Henry Carter Adams


Henry Carter Adams was a U.S. economist and Professor of Political Economy and finance at the University of Michigan.

Biography

Adams was born in Davenport, Iowa to Elizabeth Douglass and Ephraim Adams, a missionary of the "Iowa Band" from New England. He graduated from Iowa College, now called Grinnell College, which was co-founded by his father.
He went to Andover Theological School, then studied in Heidelberg and Berlin for two years, before he went to Johns Hopkins University, where he made Ph.D. in 1878. Adams' degree was one of the first four PhDs to be awarded by Hopkins, which opened in 1876. In 1890, he married Bertha Wright and they had three sons, Henry C. Adams, Jr., Theodore W. Adams, and Thomas H. Adams.
Adams became a lecturer at the Johns Hopkins University from 1880 to 1882. He was afterwards a lecturer in Cornell University.
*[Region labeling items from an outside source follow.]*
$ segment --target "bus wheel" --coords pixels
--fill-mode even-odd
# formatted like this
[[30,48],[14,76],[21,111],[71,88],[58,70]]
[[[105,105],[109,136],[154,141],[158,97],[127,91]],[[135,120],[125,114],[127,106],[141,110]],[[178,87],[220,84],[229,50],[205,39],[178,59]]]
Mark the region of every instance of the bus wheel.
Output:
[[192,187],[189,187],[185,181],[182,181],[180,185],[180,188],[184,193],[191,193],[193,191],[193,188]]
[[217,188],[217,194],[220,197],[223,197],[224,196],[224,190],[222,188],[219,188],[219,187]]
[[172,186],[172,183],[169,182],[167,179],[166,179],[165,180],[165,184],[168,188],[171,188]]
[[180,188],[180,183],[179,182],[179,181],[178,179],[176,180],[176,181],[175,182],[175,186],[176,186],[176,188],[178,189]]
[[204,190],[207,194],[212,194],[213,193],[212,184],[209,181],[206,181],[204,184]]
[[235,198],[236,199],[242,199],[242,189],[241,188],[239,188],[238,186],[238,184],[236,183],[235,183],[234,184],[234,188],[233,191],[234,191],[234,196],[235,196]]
While at Cornell, he delivered an address on "The Labor Problem," which resulted in his dismissal from the Cornell faculty when a critic accused him of "sapping the foundations of our society." He also became statistician to the Interstate Commerce Commission and was in charge of the transportation department in the 1900 census. In 1887, he became professor of political economy and finance at the University of Michigan, and taught there until 1921, becoming head of the newly created Department of Economics in his first year at Michigan. "For him economics was more than a study of data and statistics; he saw it as the very bone and sinews of our national life...." At Michigan, he also worked with John Dewey.
Adams died in 1921 in Ann Arbor, Michigan.